However, the transition from displaced jobs to new opportunities is neither automatic nor painless. Workers face what economists call structural unemployment – a mismatch between the skills they possess and those required by available jobs. This problem is exacerbated by geographic immobility, as new opportunities may emerge in different locations from where jobs are lost, and workers often face significant barriers to relocation, including family ties, housing costs, and regional wage differences. Additionally, there exists an age-related dimension to retraining challenges; older workers who have invested decades developing industry-specific expertise may find it particularly difficult to acquire entirely new skill sets, especially those involving digital literacy or advanced technical knowledge.

The design and implementation of effective workforce retraining programs must address these multifaceted challenges. Contemporary research emphasizes the importance of competency-based training that focuses on transferable skills rather than job-specific tasks. This approach recognizes that in a rapidly changing economy, the specific technical skills workers learn today may become obsolete relatively quickly, whereas broader competencies such as critical thinking, adaptability, communication, and continuous learning remain valuable across various contexts. Furthermore, effective programs incorporate experiential learning components, including internships, apprenticeships, and project-based work, which allow participants to apply new knowledge in realistic settings and build professional networks that facilitate job placement.
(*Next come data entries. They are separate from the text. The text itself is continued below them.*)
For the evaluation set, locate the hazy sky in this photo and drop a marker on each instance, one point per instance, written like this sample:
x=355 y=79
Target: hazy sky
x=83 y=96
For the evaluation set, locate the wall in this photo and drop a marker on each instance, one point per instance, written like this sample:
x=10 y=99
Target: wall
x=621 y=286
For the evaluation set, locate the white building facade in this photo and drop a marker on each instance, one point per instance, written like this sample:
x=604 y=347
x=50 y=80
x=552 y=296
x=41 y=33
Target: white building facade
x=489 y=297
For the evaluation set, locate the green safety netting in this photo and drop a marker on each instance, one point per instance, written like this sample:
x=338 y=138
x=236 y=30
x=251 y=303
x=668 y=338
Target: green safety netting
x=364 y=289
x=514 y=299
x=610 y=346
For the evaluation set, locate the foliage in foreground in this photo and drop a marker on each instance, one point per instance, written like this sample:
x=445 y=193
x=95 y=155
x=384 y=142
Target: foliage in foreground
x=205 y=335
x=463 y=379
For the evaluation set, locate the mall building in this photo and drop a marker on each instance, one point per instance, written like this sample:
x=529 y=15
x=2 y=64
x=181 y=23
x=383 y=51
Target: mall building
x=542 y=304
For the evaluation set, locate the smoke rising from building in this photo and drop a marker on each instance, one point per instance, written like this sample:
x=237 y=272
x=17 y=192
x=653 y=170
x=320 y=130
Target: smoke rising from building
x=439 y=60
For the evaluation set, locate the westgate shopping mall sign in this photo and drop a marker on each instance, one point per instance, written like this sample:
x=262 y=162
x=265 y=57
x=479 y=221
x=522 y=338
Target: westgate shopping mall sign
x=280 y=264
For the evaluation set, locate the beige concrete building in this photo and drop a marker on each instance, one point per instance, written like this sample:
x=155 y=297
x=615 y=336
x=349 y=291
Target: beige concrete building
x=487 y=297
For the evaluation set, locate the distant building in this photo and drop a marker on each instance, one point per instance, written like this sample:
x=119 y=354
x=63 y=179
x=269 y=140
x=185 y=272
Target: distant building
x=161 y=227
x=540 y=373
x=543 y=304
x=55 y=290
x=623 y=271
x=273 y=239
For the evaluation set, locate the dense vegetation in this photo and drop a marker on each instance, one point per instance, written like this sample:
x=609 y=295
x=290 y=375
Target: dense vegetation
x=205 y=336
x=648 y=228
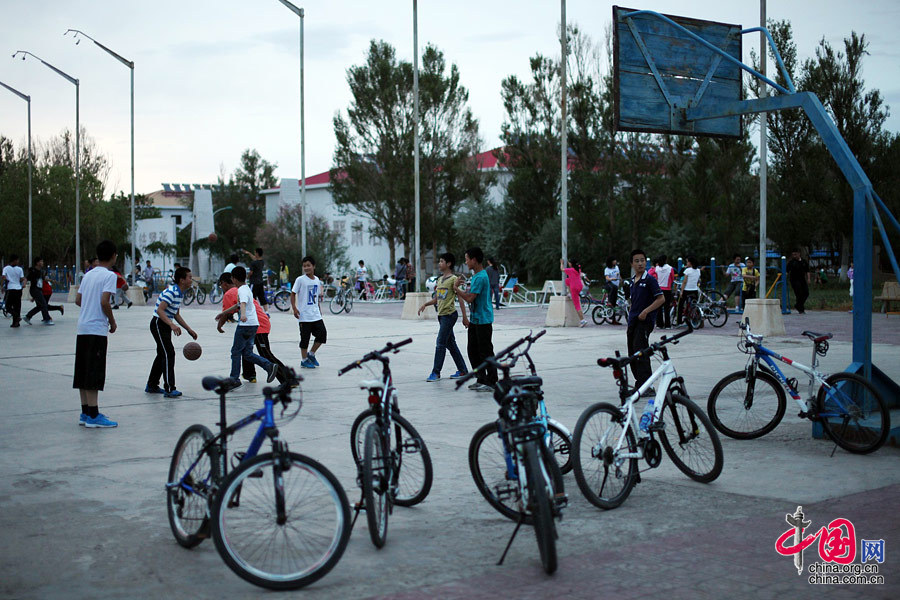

Funding mechanisms for workforce retraining present both practical and philosophical challenges. Traditional models that place responsibility primarily on individuals or employers face criticism for being inadequate to the scale of the automation challenge. Individual workers, particularly those from disadvantaged backgrounds, may lack the financial resources to invest in retraining while managing daily expenses. Employers, meanwhile, face collective action problems – companies that invest in training workers may see those workers poached by competitors who avoid training costs. This dynamic creates a market failure that many argue justifies government intervention through publicly funded training programs, tax incentives, or training subsidies.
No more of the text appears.